Risk of heart muscle inflammation

Doing sports during a cold, which is sometimes characterized by coughing, does not only mean more physical effort, which is already running at full speed to fight the pathogens, but also a potential health hazard.

Infections of the upper respiratory tract are usually triggered by viruses or bacteria, whereby many potential invaders can also attack the heart as part of a germ transmission. Carryover occurs when either adequate therapy is not initiated in time, or when one does not allow the body the necessary rest it needs to effectively combat the infection.

Coughing while exercising due to overexertion

Coughing while exercising can be in the form of a stimulus cough, whereby it can be in the context of an overexertion, but also independently of it. Cause is often the cold and dry air, which can lead to a hot cough especially when doing sports outdoors.

Normally, the air in the nose is humidified and warmed up before it enters the lung system, but during sports and especially over-exertion, it causes more breathing through the mouth, so that this "preparation" is missing. An overexertion in sports can also trigger a so-called stress asthma, which is associated with cough or irritating cough and especially air shortage.

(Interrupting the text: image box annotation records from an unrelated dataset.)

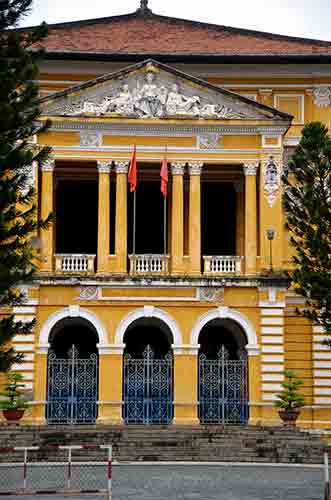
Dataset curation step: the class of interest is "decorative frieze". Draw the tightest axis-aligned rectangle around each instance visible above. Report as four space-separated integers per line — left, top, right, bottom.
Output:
114 160 130 174
80 130 102 148
263 156 281 208
98 160 112 174
244 163 258 175
171 162 186 175
188 161 203 175
41 158 55 172
313 86 331 108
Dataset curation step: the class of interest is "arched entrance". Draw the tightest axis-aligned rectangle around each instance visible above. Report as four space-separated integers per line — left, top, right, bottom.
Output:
198 318 248 425
123 317 173 424
46 317 99 424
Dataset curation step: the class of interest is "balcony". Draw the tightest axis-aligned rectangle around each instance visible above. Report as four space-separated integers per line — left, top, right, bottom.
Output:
55 254 96 274
129 254 170 275
203 255 243 276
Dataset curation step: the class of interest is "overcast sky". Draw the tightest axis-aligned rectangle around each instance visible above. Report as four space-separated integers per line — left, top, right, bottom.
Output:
20 0 331 40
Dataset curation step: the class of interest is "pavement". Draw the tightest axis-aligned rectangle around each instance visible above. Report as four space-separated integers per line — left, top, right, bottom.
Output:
0 464 323 500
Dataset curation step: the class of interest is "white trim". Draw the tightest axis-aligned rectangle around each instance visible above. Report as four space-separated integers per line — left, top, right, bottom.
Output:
190 307 259 355
115 306 183 345
39 305 108 346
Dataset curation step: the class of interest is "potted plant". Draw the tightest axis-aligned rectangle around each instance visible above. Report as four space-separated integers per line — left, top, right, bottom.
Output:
0 372 27 424
275 370 305 427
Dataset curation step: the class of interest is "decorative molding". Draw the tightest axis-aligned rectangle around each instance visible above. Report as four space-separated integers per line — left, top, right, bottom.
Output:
197 134 222 149
171 162 186 175
114 160 130 174
98 160 112 174
313 85 331 108
244 163 259 175
263 156 281 208
188 161 203 175
80 130 102 148
41 159 55 172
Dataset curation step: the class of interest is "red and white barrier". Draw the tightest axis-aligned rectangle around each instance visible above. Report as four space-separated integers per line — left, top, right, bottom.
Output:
0 444 112 500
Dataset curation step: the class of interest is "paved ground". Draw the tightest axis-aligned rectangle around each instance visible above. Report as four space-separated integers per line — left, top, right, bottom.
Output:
0 465 323 500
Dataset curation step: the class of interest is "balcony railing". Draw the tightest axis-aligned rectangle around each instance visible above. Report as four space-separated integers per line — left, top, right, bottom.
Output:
55 254 96 273
129 254 170 274
203 255 243 275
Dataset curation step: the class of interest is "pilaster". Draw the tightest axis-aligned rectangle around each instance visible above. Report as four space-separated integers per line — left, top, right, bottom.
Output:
40 160 55 273
189 162 203 275
114 161 130 274
171 163 185 274
97 161 111 273
244 164 258 274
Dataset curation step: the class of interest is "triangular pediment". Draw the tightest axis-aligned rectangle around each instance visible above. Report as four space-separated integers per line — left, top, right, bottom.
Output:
41 60 292 122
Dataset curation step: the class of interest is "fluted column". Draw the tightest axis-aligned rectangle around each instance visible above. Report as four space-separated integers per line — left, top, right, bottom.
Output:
244 164 258 274
40 160 55 273
97 161 111 273
115 161 130 274
171 163 185 274
189 162 203 274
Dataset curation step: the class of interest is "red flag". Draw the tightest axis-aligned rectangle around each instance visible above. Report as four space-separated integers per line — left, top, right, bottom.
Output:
128 145 137 193
160 148 168 198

Cough due to allergy while exercising

Whether the sport is run outdoors or indoors, there may be potential allergens everywhere that can lead to allergic symptoms, even during physical activity.

For example, it is the pollen that causes allergic reactions such as tears and itching of the eyes, running of the nose, sneezing and coughing, and possibly even shortness of breath.

The physical strain that accompanies the sport can exacerbate these symptoms, which can sometimes even lead to the interruption or termination of exercise.